В кухню зашёл Василий. Потёр глаза, зевнул, присел на край лавки.
— Я... — начал он.
— Не надо, — тихо перебила она. — Не надо ничего говорить. Я всю ночь думала.
Он насторожился, но молчал.
— Я ведь уже не злюсь. Сначала было, внутри горело всё, как от крапивы. А теперь... одна пустота.
Василий насторожился, развёл руками.
— Валя, ну чего ты... мы же вместе столько лет. Бывает. Не я же один виноват, или забыла поговорку: от хорошей жены муж никогда не посмотрит на сторону… Мы ж оба виноватые.
— Мы, — согласилась она. — Только знаешь, Вася... Я больше не хочу. Не хочу вот так с ревностью, с тоской, с таблетками под подушкой и с тобой, бегающим от Зинки ко мне. Не хочу быть женщиной, которую терпят.
Он нахмурился, поник.
— Да я и не бегал... Ну, болтали мы. Ну, помогал. Что с того?
— А с того, — сказала она, — что я в тот вечер с крыльца не просто твои штаны выбросила. Я себя выбросила. Ту, что верила, что ей ещё жить вдвоём можно.
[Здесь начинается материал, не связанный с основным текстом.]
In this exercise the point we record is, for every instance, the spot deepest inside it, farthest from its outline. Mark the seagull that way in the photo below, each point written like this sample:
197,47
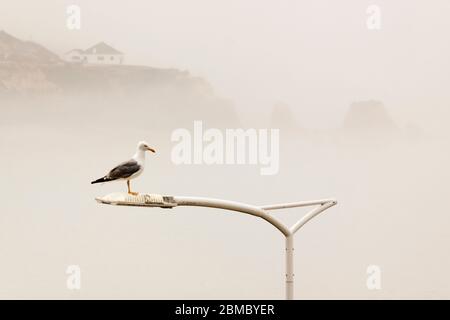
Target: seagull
129,169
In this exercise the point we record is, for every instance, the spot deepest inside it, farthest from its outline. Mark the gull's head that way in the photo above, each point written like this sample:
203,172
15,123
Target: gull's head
143,146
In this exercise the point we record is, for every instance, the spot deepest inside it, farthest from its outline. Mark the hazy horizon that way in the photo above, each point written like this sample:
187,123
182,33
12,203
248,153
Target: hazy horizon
362,116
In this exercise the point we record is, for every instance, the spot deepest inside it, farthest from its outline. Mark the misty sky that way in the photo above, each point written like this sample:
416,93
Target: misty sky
316,56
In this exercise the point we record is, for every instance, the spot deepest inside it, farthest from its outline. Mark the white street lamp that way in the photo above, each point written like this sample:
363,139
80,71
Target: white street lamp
155,200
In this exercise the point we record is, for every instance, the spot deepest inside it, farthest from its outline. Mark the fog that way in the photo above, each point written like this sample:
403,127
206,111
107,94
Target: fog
362,117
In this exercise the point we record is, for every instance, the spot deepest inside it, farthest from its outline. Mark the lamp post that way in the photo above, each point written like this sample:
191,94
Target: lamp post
155,200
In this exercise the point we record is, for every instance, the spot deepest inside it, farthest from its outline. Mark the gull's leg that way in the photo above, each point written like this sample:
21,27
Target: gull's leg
129,189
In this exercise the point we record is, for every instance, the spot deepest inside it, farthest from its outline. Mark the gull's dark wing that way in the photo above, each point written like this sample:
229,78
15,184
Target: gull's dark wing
124,170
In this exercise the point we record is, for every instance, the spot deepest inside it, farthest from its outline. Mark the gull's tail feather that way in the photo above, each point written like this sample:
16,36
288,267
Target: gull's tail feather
103,179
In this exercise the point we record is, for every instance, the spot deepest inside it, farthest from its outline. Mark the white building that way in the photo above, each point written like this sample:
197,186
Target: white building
101,53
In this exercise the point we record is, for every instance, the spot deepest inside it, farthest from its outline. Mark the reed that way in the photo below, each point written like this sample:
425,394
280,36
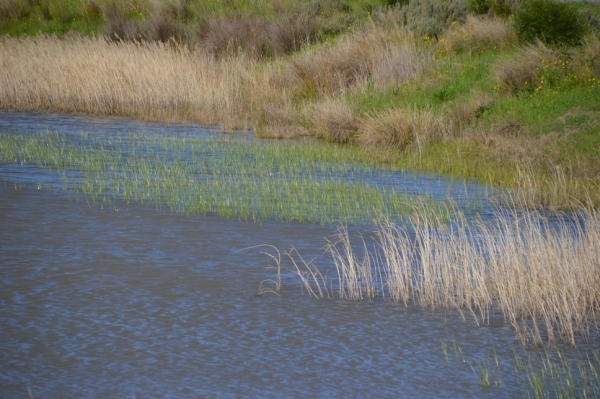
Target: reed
304,182
141,80
542,275
447,107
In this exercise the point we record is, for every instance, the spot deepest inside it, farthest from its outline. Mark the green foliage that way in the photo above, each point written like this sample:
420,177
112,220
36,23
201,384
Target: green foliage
549,21
432,17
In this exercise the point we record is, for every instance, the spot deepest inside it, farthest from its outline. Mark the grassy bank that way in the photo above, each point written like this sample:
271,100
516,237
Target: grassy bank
452,92
304,182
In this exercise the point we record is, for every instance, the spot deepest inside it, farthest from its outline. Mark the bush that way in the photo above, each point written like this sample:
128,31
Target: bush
549,21
432,17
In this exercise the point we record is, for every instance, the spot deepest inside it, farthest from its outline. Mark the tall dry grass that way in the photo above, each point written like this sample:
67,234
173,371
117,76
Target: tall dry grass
382,57
141,80
400,128
478,33
542,276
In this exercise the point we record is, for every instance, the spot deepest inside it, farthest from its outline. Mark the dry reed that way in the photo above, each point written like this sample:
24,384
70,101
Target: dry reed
400,128
142,80
541,275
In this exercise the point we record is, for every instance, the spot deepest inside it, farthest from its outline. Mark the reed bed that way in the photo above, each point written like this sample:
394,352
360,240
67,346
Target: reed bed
542,275
305,182
542,373
150,80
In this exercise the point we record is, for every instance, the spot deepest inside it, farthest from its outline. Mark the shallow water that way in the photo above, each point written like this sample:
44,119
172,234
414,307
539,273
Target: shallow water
125,301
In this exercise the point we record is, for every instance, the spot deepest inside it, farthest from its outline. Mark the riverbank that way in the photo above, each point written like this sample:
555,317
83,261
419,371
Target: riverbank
474,101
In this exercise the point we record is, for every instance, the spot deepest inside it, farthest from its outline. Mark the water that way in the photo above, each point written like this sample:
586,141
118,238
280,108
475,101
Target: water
126,301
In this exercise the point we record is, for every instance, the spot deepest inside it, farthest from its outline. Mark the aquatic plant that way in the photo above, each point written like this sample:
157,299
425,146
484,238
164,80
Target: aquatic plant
253,180
541,275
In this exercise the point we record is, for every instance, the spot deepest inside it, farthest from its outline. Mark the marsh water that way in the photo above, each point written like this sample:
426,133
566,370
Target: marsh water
126,300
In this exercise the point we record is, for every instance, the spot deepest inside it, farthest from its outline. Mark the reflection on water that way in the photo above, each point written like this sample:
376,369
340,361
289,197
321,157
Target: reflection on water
99,303
124,301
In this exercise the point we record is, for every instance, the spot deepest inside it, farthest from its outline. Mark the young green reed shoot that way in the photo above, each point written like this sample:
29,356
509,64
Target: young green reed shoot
306,182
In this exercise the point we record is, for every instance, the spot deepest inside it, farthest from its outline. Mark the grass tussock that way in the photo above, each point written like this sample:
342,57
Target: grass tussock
542,276
400,128
474,103
334,120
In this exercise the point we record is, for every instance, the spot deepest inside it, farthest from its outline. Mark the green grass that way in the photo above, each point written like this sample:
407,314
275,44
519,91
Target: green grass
305,182
542,373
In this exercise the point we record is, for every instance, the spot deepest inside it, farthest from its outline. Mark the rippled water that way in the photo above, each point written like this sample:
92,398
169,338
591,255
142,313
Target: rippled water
125,301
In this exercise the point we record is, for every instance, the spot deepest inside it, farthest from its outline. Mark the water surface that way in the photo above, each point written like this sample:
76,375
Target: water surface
127,301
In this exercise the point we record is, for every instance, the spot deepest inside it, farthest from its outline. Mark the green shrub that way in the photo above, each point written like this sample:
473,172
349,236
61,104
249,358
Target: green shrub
550,22
432,17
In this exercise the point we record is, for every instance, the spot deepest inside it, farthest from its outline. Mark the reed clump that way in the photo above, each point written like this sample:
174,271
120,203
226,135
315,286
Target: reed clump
464,102
541,275
144,80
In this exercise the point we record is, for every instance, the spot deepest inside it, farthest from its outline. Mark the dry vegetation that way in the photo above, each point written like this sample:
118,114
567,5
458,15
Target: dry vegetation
541,276
363,87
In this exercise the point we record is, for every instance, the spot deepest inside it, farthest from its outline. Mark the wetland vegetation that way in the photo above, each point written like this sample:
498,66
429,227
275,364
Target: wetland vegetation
455,92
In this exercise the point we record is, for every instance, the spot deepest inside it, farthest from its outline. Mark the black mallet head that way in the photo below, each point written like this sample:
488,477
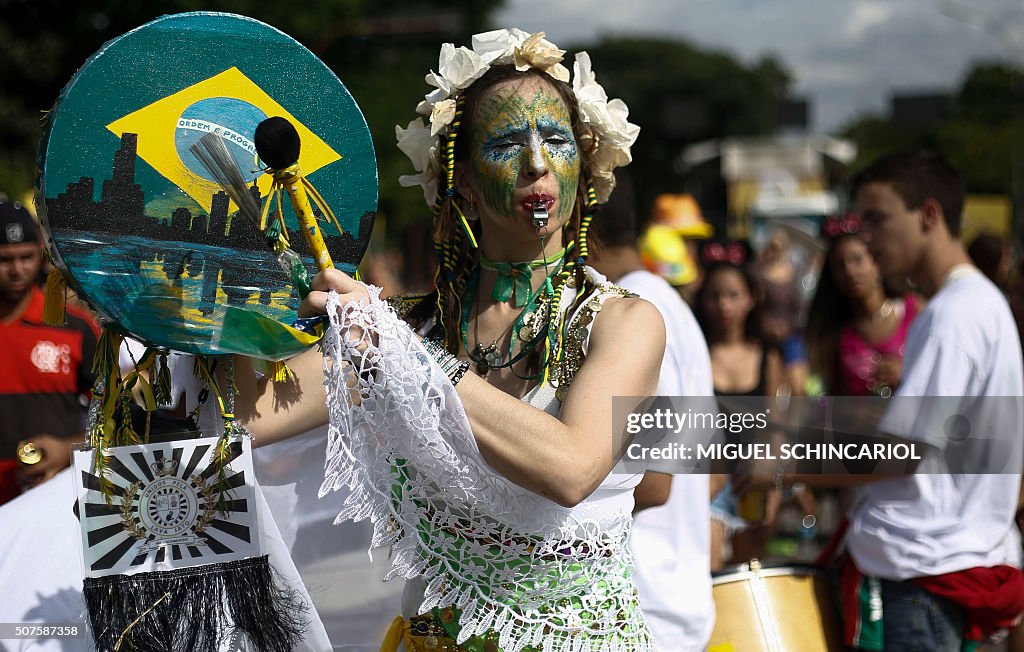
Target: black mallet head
278,142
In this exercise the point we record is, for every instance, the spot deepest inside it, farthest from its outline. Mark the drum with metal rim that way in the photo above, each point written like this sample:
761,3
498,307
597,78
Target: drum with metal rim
774,609
141,229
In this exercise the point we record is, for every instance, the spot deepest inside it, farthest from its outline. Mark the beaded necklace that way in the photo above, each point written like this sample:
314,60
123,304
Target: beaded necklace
531,326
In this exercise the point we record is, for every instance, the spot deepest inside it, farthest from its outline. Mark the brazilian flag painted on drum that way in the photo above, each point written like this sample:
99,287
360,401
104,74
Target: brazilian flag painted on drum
141,229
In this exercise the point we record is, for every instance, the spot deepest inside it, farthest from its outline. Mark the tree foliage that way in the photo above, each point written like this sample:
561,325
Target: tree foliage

А теперь поняла, что не смогу.
Василий медленно встал, подошёл к Вале вплотную. Глядел долго, будто впервые увидел.
— Я внукам напишу, — проговорила она. — Пусть приедут. Я им носочки вон вязать начала. Хлеб сама печь буду, без тебя справлюсь. А ты иди, Вася. Куда хочешь. Только не мельтеши здесь перед глазами. Не надо мне привычки вместо любви.
Он стоял, глядя в пол. Потом кивнул, тихо, по-мужицки. И вышел.
Когда за ним закрылась дверь, Валентина налила себе чаю. Села. Посмотрела на огонь в печке. И вдруг стало легче…
— И всё-таки, Мань, — сказала Валентина, присаживаясь на лавку с кружкой чая, — отчего же они к старости к другим тянутся?
Маня поправила платок, глянула вдаль, где уже алел закат.
— Потому что не хотят видеть, как мы рядом стареем. Боятся, наверное, что мы раньше их уйдем на тот свет. А с этими, кто помоложе, будто время назад крутят. Хотя сами тоже не огурцы.
— А мы что?
— А мы... долго терпим. А потом вдруг однажды просыпаемся и понимаем: нам и без них дышится. Потяжелей, но свободней.